Biasanya, tubuh menyerap vitamin dan mineral esensial paling baik dari makanan, itulah mengapa penting untuk makan makanan yang sehat dan seimbang. Namun, jika Anda kekurangan nutrisi tertentu, Anda harus berkonsultasi dengan profesional perawatan kesehatan tentang apakah mengonsumsi suplemen akan membantu.

7. Tetap aktif
Memulai dan tetap aktif telah terbukti membantu kesehatan kekebalan tubuh. Menurut sebuah studi tahun 2019, olahraga memiliki banyak manfaat termasuk mengurangi peradangan dan meningkatkan regulasi kekebalan, yang dapat menunda efek negatif penuaan. Studi tersebut juga menemukan bahwa olahraga ringan - seperti berjalan kaki, menari, atau yoga - dapat mengurangi risiko penyakit. Pelajari lebih lanjut bagaimana olahraga dapat membantu sistem kekebalan Anda melawan infeksi.
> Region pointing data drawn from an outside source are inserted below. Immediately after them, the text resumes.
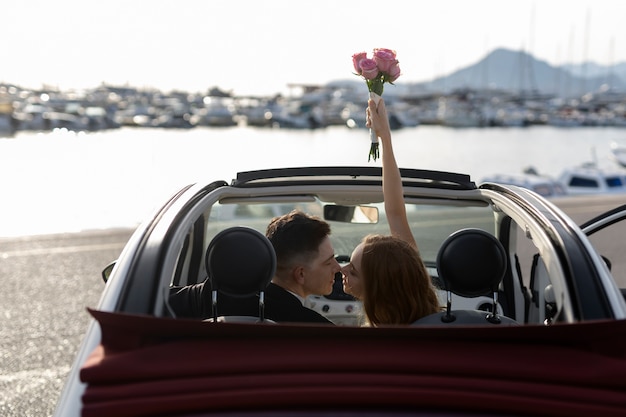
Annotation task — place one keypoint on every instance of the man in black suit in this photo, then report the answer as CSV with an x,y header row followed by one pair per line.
x,y
306,265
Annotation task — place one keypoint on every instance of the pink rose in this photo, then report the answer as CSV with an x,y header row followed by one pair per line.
x,y
369,69
385,58
394,72
356,59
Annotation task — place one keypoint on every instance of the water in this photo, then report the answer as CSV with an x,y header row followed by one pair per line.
x,y
66,182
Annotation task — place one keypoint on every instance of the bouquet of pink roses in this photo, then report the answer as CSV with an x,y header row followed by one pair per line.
x,y
382,68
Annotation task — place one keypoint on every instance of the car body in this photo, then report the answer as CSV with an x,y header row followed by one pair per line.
x,y
137,358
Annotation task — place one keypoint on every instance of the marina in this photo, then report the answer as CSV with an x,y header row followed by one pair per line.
x,y
338,103
63,181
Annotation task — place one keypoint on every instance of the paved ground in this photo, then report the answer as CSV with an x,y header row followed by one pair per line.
x,y
48,281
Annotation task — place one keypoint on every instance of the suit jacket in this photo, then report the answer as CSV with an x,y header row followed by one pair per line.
x,y
194,301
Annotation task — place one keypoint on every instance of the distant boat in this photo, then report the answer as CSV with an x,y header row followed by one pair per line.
x,y
7,123
530,179
619,153
592,179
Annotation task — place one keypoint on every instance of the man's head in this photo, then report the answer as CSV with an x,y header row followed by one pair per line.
x,y
305,256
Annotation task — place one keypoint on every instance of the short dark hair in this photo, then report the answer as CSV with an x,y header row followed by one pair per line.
x,y
296,235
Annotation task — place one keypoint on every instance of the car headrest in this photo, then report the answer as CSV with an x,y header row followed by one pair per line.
x,y
240,261
471,262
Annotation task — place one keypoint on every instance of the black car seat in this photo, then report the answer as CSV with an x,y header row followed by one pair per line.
x,y
240,262
470,263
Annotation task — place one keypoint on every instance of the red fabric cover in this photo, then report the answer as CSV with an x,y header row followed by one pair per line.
x,y
155,366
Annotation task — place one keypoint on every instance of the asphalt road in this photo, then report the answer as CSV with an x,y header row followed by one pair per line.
x,y
48,281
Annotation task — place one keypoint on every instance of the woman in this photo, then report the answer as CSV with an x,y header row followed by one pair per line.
x,y
386,272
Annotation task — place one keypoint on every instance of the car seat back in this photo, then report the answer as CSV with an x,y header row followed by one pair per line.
x,y
240,263
470,263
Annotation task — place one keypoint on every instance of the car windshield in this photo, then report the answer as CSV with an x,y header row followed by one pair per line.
x,y
431,224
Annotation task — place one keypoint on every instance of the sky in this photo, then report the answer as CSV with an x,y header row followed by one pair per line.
x,y
260,47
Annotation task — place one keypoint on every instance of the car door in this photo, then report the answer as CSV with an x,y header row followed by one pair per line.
x,y
607,233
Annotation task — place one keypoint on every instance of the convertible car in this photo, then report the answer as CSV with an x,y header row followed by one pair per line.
x,y
532,321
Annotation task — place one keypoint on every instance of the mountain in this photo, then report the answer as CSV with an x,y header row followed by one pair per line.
x,y
518,71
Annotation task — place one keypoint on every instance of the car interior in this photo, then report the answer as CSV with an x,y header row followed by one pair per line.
x,y
501,280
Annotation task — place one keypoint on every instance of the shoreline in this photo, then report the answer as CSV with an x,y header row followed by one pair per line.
x,y
576,206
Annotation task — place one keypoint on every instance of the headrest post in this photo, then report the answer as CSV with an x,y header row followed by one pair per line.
x,y
214,305
448,317
261,305
493,316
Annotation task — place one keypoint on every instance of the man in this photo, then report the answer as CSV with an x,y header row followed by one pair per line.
x,y
306,265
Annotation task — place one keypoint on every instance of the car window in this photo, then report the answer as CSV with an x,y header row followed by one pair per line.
x,y
431,224
609,242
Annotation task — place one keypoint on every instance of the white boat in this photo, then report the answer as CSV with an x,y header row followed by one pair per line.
x,y
589,178
541,184
619,153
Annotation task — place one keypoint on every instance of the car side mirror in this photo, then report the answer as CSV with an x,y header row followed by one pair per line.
x,y
351,214
106,272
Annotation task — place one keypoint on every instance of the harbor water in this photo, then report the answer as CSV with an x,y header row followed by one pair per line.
x,y
62,181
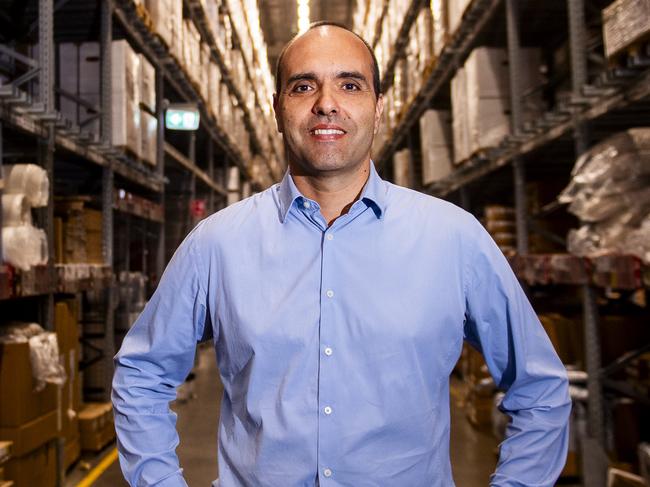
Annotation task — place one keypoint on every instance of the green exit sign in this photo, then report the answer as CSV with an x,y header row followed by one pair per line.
x,y
182,117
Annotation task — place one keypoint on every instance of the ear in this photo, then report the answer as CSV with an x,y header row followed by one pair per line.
x,y
379,109
276,109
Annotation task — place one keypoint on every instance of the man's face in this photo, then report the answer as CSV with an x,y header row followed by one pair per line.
x,y
326,109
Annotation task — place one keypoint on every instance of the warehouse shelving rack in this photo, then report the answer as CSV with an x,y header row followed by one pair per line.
x,y
619,92
204,174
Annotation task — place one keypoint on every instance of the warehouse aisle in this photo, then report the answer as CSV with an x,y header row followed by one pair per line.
x,y
472,451
197,426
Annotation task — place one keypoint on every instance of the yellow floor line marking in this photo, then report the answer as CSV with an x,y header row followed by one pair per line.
x,y
101,467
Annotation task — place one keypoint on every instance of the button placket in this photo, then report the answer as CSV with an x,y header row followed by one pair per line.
x,y
327,365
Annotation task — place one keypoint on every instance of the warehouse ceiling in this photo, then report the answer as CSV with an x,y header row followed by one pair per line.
x,y
279,22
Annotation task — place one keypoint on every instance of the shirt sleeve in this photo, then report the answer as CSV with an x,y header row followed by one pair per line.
x,y
155,358
501,323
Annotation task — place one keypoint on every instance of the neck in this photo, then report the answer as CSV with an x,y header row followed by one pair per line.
x,y
335,193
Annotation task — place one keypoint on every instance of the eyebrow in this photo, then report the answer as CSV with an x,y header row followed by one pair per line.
x,y
311,76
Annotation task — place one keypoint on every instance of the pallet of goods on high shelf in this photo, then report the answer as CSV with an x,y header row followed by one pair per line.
x,y
609,193
77,232
626,29
435,145
500,224
75,278
133,96
23,245
167,23
480,93
30,376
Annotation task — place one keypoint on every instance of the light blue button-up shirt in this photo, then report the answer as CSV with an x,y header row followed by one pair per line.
x,y
335,346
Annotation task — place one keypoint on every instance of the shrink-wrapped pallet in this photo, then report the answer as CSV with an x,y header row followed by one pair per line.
x,y
16,210
455,11
439,25
24,246
609,193
149,138
29,180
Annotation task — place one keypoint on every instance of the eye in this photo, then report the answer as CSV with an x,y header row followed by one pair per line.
x,y
351,87
302,88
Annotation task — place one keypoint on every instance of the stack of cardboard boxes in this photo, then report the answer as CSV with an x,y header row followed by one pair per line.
x,y
133,96
77,233
5,454
96,426
29,419
435,144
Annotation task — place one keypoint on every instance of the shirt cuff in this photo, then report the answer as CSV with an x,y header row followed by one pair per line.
x,y
175,480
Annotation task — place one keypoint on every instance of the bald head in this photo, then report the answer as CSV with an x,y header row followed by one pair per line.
x,y
354,37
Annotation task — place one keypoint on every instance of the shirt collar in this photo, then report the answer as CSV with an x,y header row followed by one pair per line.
x,y
373,194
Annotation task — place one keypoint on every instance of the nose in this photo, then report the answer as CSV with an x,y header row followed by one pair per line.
x,y
325,103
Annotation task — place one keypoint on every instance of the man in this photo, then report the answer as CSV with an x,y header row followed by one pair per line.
x,y
339,304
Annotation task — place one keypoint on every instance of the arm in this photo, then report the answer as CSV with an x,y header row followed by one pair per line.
x,y
155,358
501,323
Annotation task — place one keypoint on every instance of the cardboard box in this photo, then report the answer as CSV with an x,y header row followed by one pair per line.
x,y
36,468
625,22
20,404
33,434
402,168
71,452
96,425
67,330
435,142
147,83
6,448
125,96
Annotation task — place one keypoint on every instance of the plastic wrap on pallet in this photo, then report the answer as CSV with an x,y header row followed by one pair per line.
x,y
30,180
609,192
24,247
16,210
43,351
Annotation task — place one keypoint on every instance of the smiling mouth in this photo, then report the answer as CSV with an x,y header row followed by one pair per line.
x,y
327,134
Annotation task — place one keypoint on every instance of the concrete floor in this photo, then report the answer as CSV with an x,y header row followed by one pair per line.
x,y
472,452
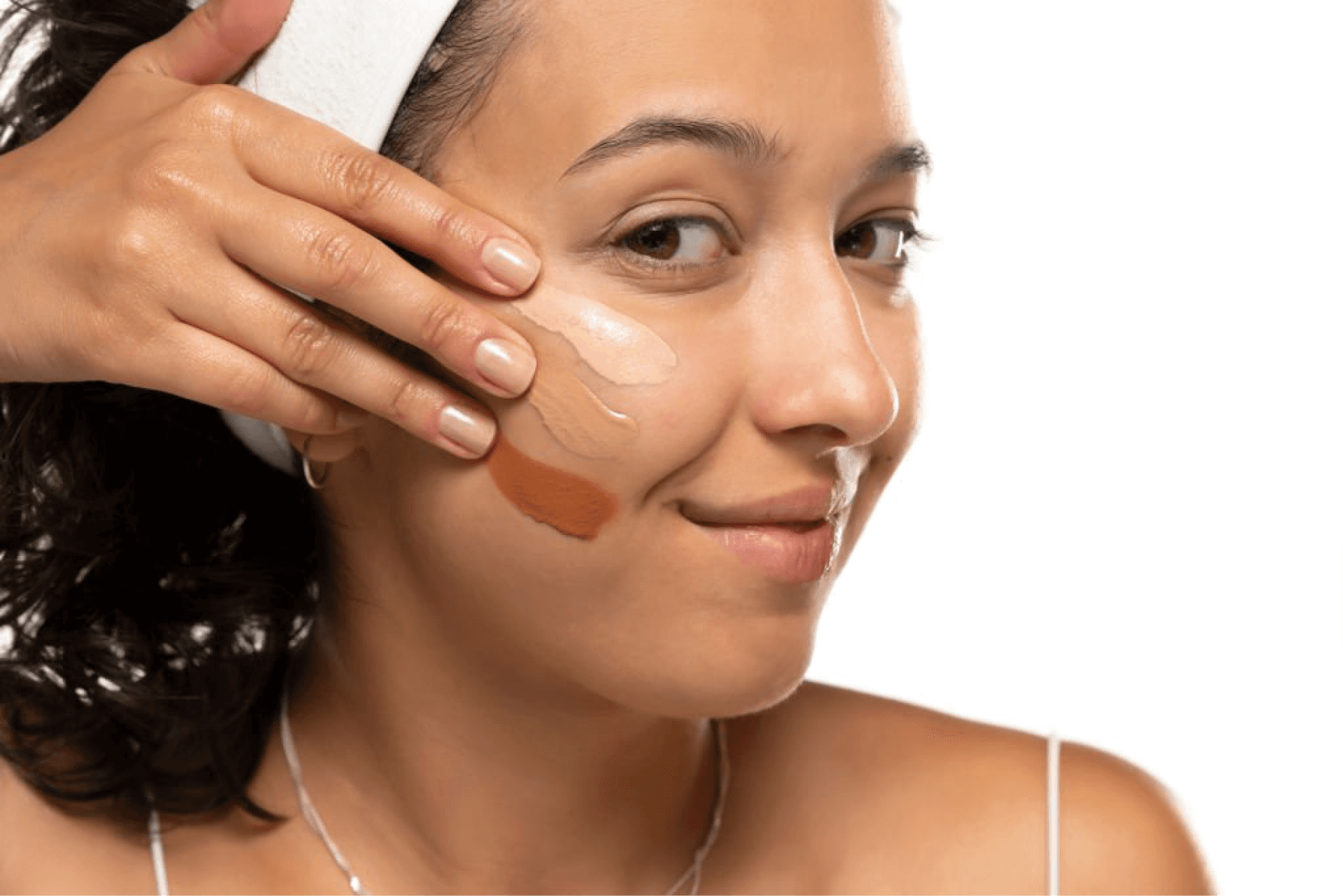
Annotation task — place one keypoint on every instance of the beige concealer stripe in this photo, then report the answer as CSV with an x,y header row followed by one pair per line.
x,y
617,347
578,418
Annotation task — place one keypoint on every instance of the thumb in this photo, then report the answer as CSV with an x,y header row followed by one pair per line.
x,y
213,43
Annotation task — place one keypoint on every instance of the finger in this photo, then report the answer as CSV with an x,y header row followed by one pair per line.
x,y
213,43
316,253
204,369
385,198
315,351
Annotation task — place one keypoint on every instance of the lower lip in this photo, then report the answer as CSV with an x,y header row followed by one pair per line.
x,y
783,554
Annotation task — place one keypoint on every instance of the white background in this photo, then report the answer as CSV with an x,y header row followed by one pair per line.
x,y
1123,518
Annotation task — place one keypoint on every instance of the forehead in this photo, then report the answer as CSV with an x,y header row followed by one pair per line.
x,y
817,76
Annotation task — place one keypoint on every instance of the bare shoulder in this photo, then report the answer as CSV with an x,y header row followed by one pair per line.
x,y
906,799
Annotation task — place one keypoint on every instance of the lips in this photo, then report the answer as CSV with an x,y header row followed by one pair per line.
x,y
790,538
807,506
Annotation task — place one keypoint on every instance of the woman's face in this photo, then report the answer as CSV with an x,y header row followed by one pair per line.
x,y
720,321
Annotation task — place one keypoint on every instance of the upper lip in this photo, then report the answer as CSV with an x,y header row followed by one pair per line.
x,y
809,504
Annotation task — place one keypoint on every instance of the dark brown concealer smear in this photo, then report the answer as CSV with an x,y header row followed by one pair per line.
x,y
548,495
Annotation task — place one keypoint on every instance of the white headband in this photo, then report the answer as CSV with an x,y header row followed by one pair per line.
x,y
346,64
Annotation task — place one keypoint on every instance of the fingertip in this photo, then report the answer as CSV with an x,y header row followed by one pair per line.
x,y
512,264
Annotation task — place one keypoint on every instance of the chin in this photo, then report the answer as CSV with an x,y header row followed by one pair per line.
x,y
723,680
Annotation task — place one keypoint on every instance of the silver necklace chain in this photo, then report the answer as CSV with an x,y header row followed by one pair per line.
x,y
356,884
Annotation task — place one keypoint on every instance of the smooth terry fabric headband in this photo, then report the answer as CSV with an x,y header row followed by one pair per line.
x,y
346,64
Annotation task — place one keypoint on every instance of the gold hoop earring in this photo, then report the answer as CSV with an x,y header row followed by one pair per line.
x,y
316,484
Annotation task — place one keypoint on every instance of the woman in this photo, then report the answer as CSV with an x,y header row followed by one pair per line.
x,y
511,665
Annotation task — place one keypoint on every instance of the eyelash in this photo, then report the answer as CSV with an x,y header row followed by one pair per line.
x,y
912,236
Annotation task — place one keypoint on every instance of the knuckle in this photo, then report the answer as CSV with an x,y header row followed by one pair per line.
x,y
214,108
248,391
339,258
402,407
454,225
362,178
309,346
132,242
164,176
448,324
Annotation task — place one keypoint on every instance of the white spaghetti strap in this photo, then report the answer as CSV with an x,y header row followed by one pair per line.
x,y
156,853
1052,798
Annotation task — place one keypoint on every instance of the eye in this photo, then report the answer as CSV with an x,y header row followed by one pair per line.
x,y
674,242
881,239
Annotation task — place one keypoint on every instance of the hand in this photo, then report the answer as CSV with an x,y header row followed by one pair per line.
x,y
144,236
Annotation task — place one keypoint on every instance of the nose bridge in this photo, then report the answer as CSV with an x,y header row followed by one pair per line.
x,y
814,360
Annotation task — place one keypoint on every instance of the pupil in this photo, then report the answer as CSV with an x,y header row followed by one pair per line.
x,y
860,241
660,239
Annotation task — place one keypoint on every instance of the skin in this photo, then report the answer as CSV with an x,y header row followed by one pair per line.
x,y
470,723
249,195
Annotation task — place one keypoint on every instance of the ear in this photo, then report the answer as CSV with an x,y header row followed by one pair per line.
x,y
325,449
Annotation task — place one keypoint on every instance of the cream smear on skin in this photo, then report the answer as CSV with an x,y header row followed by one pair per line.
x,y
617,347
614,346
574,414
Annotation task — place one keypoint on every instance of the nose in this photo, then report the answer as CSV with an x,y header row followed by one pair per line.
x,y
814,363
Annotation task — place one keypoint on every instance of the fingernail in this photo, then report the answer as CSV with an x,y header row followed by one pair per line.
x,y
468,429
511,262
505,364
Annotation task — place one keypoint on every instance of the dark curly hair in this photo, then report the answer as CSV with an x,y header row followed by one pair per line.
x,y
157,579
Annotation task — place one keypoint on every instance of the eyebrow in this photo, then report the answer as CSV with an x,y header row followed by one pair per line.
x,y
741,140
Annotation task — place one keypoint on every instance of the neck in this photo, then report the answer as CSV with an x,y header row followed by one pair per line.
x,y
438,770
8. Jika Anda merokok, berhentilah
"Merokok meningkatkan risiko infeksi dengan menghancurkan antibodi dari aliran darah kita," kata Ballehr. Antibodi adalah protein yang diproduksi oleh sistem kekebalan untuk melawan infeksi asing.

"Merokok juga merusak kemampuan paru-paru kita untuk membersihkan infeksi serta menghancurkan jaringan paru-paru," kata Ballehr, yang membuat perokok sangat rentan terhadap infeksi saluran pernapasan seperti flu dan COVID-19.